Consider the motivating example of allocating one of \(k\) different radio bandwidths to each radio station. If two radio stations have overlapping regions of broadcast, then they cannot be assigned the same bandwidth (otherwise there will be interference for some listeners). On the other hand, if two stations are very far apart, they can broadcast on the same bandwidth without worrying about interference from each other. This problem can be modeled as the problem of \(k\)-coloring a graph.

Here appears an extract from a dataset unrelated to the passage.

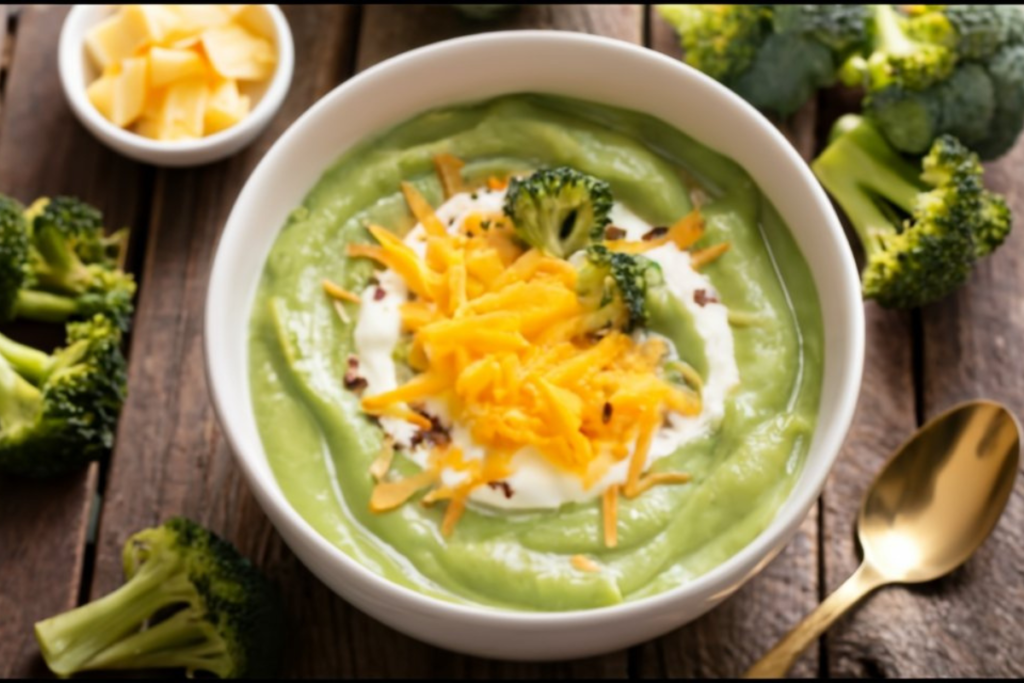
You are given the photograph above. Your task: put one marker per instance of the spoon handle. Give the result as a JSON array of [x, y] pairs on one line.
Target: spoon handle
[[777, 662]]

In this case, the nodes of the graph represent radio stations, and there is an edge between two stations if their broadcast ranges overlap. The problem then, is to assign one of \(k\) colors (i.e., one of \(k\) broadcast frequencies) to each vertex, such that no two adjacent vertices have the same color. This problem arises in several other contexts, including various scheduling tasks (in which, for example, tasks are mapped to processes, and edges connect tasks that cannot be performed simultaneously).

This problem of finding a \(k\)-coloring, or even deciding whether a \(k\)-coloring of a graph exists, is NP-hard in general. One natural heuristic, which is motivated by the right column of the spectral embeddings above, is to embed the graph onto the eigenvectors corresponding to the highest eigenvalues. Recall that these eigenvectors are trying to make vertices as different from their neighbors as possible. As one would expect, in these embeddings, points that are close together in the embedding tend to not be neighbors in the original graph.

Hence one might imagine a \(k\)-coloring heuristic as follows: 1) plot the embedding of the graph onto the top 2 or 3 eigenvectors of the Laplacian, and 2) locally partition the points in this space into \(k\) regions, e.g., using \(k\)-means, or a kd-tree, and 3) assign all the points in each region the same color. Since neighbors in the graph will tend to be far apart in the embeddings, this tends to give a decent coloring of the graph. There are semidefinite programming algorithms based on a generalization of this idea that are able to (provably) color graphs with a small number of colors.